By analyzing existing cross correlation between Sandstorm Gold Ltd and MAG Silver Corp, you can compare the effects of market volatilities on Sandstorm Gold and MAG Silver and check how they will diversify away market risk if combined in the same portfolio for a given time horizon. You can also utilize pair trading strategies of matching a long position in Sandstorm Gold with a short position of MAG Silver. Check out your portfolio center. Please also check ongoing floating volatility patterns of Sandstorm Gold and MAG Silver.

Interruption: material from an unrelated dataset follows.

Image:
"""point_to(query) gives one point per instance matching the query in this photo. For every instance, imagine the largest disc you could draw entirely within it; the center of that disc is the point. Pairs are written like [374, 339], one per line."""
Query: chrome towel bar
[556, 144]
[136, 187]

Diversification Opportunities for Sandstorm Gold and MAG Silver
0.7 | Correlation Coefficient |
Poor diversification
The 3 months correlation between Sandstorm and MAG is 0.7. Overlapping area represents the amount of risk that can be diversified away by holding Sandstorm Gold Ltd and MAG Silver Corp in the same portfolio, assuming nothing else is changed. The correlation between historical prices or returns on MAG Silver Corp and Sandstorm Gold is a relative statistical measure of the degree to which these equity instruments tend to move together. The correlation coefficient measures the extent to which returns on Sandstorm Gold Ltd are associated (or correlated) with MAG Silver. Values of the correlation coefficient range from -1 to +1, where. The correlation of zero (0) is possible when the price movement of MAG Silver Corp has no effect on the direction of Sandstorm Gold i.e., Sandstorm Gold and MAG Silver go up and down completely randomly.
Pair Corralation between Sandstorm Gold and MAG Silver
Assuming the 90 days trading horizon Sandstorm Gold is expected to generate 1.76 times less return on investment than MAG Silver. But when comparing it to its historical volatility, Sandstorm Gold Ltd is 1.28 times less risky than MAG Silver. It trades about 0.04 of its potential returns per unit of risk. MAG Silver Corp is currently generating about 0.05 of returns per unit of risk over similar time horizon. If you would invest 1,444 in MAG Silver Corp on August 28, 2024 and sell it today you would earn a total of 673.00 from holding MAG Silver Corp or generate 46.61% return on investment over 90 days.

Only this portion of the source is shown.